Shut up. Give me more violence. Not inside my body this time! I don’t care if it’s a tiny baby me…

…that will never get a chance to grow old and is doomed to die before his prime?. Does it help if I describe them more like suicide clone robots?

No. Why can’t they live a long, fruitful life inside me?

Ever hear of cancer? That’s what happens when one of those guys goes rogue and tries to have more babies than the law allows. You suddenly have a furiously multiplying clone of yourself confused and fighting to survive and you have all the plans to all your body’s defenses tucked away inside each of you.

It’s even worse if you start invading other people, like that dog did.

You haven’t heard of Cloney, the Tiniest Puppy?

I have no idea, you sometimes give strange names to things.

Hold on, I’m going to look.

[…]

Okay, I’m now a little disturbed, but I want Battles, not stories!

Let them Fight!

Okay, give me a sec here, I didn’t expect you to be this demanding!

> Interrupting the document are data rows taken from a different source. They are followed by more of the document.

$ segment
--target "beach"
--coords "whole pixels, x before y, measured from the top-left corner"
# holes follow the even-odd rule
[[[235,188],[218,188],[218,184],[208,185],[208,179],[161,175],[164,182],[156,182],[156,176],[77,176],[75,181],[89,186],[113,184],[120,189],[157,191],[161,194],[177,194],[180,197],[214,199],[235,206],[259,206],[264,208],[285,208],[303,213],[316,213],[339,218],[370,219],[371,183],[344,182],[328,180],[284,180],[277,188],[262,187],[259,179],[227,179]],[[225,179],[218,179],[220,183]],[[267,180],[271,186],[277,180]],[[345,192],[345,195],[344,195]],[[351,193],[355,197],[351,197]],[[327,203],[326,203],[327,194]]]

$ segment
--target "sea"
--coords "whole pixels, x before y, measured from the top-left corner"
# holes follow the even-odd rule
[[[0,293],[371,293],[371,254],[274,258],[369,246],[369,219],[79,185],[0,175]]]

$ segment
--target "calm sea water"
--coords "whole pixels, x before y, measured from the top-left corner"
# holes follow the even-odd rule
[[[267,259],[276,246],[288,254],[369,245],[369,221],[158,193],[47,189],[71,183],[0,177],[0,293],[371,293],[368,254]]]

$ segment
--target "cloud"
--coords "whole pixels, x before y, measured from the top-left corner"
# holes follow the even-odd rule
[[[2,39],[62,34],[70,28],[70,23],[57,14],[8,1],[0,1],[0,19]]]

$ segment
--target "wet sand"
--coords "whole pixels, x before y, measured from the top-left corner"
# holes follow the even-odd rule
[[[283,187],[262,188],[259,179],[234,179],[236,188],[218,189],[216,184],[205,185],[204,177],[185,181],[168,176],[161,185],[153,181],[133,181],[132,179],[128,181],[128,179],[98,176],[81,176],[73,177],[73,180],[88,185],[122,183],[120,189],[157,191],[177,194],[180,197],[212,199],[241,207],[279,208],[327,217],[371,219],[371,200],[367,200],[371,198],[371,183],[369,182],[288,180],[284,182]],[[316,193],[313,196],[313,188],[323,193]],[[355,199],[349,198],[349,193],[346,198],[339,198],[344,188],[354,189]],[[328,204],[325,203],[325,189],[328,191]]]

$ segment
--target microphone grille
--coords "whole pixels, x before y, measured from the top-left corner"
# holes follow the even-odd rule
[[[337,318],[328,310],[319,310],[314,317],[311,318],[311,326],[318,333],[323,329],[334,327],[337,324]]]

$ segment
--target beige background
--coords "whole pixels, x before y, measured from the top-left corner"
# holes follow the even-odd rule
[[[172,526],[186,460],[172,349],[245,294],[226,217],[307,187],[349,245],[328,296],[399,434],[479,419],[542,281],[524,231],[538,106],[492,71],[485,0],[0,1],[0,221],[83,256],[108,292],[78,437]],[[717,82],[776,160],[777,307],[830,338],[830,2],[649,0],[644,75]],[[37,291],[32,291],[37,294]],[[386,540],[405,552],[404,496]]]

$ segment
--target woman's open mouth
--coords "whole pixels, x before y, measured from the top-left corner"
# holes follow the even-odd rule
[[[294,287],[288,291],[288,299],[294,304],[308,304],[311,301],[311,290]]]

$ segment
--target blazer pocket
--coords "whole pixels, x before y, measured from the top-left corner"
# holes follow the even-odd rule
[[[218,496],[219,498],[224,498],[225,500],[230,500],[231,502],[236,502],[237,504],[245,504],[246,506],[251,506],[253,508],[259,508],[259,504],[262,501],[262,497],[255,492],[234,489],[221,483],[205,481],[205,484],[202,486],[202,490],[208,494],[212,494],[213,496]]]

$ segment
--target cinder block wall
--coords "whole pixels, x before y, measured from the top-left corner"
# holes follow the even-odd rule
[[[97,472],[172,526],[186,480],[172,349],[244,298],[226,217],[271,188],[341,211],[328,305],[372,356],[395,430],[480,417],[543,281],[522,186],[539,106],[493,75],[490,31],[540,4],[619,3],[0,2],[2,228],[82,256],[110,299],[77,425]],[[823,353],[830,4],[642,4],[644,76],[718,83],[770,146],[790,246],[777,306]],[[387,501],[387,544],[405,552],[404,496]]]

Oh! Coleps! How’d I forget Coleps?

Did that thing just…

Yes.

It was kind of like if you were having sexy times with somebody, and something came up and hit them so hard that they basically popped, but you were able to escape with their genitals stuck to you while they ate what was left of your former (and technically current) lover.

Why did you have to describe it like that?

Hey, it’s better that and you get away then you don’t leave a big meal behind and they eventually find you and swarm you.

You are not making things better. Why do they spin funny like that?

Oh! They’ve got spiky points on the ends of their shells. They’re kind of like those drill bits they use to make the holes for doorknobs, except if the drill then ate whatever was on the other side of the door.

They’re certainly not above swarming something larger. I’ve heard them called pirhanas and jackals. Except of course their front end more typical of something somebody has made up entirely

Okay, I’ve got plenty of videos to watch now. What other awful things happen to tiny things?

Well, you might not get eaten at all because instead you got infected by a parasitic fungus.

They can do that? Like mushrooms?

Yeah, it’s a hard life being small. There are fungi that trap nematodes, and even fungi that chase after their prey.

That’s just wrong.

Tell it to the fungus.

It’s not the worst thing that can happen, it’s not like something made a huge gun, crawled into it, and then shot itself into you so it could eat you alive from the inside.

That can’t even be close to real.

Meet Haptoglossia

Psi Wavefunction has a great writeup on them over on Skeptic Wonder.

It’s hard to invent something that’s more disturbing than what nature’s already come up with.